Они спустились по второй, практически идентичной рампе.
Внезапно Джон осознал, где они находятся.
Подземные этажи многоуровневого гаража.
Комнаты по бокам коридора на самом деле были частными гаражами. Автоматических дверей на них не было. Вероятно, их использовали для каких-то других целей. Быть может, переплавили на оружие и инструменты.
Несколько минут спустя за последним поворотом Джон увидел, что произошло с эти дверями.
Проход перегораживала стальная стена.
На стене висела металлическая табличка.
В измененном зрении Джона рисунки и буквы выглядели странными, но тем не менее ему удалось понять их значение. На табличке был изображен план этажа.
Судя по рисунку, за стеной открывалось гигантское пространство — открытый гараж размером с весь этот этаж. На стене красной краской была изображена цифра: «-3».

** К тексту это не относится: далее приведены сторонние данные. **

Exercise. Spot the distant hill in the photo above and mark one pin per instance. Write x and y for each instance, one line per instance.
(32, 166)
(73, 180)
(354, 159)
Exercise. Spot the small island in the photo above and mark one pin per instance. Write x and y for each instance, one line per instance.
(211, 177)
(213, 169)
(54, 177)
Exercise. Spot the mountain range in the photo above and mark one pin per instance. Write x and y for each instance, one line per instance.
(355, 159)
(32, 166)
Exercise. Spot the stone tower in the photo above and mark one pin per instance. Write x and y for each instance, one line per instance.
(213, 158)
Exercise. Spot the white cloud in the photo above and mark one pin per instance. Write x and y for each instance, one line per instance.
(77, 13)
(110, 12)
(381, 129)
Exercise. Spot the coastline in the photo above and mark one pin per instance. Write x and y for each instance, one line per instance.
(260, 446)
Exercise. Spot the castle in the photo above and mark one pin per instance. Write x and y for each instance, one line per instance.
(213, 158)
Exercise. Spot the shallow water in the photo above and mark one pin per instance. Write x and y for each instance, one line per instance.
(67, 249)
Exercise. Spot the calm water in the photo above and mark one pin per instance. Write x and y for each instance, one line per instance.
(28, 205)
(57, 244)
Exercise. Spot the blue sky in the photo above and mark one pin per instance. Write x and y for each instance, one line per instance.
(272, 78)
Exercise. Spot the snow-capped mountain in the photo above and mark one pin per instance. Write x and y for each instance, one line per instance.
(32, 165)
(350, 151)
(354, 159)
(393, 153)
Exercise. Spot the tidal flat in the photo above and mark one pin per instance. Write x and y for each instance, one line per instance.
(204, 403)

Это был номер этажа, на котором они находились.
Двери, снятые с частных гаражей, были спаяны в две полые откосные стены, защищавшие пространство по ту сторону. Одна внешняя ограда и одна внутренняя, почти до потолка в высоту. Заточенные металлические шипы торчали из листов первой ограды и были направлены и наружу, и внутрь. Это было потрясающее оборонное сооружение. Внутри первой крепостной стены было около двух метров свободного пространства, в котором могло разместиться около тридцати бойцов, а прямо за ней лежала намотанная на заостренные столбы колючая проволока. А уже за этим препятствием находился второй барьер. В нем металлические листы были спаяны во много слоев, а наверху открывались высокие узкие бойницы. По оценке Джона, этот барьер должен был быть около полуметра в толщину. Защитники, лица которых виднелись в бойницах, стояли на приподнятой над полом площадке, затылками практически касаясь потолка. Джон насчитал шестерых бойцов, вооруженных оружием, напоминавшим охотничьи ружья.
Широко расставив ноги, Управляющий встал перед единственной дверью в первой ограде.
Двое юношей, на которых были такие же накидки, что и на сборщиках грибов, открыли дверь, легко повернувшуюся на хорошо смазанных петлях. Они тоже были вооружены, но только пистолетами. Они поприветствовали Управляющего и внимательно оглядели его гостя.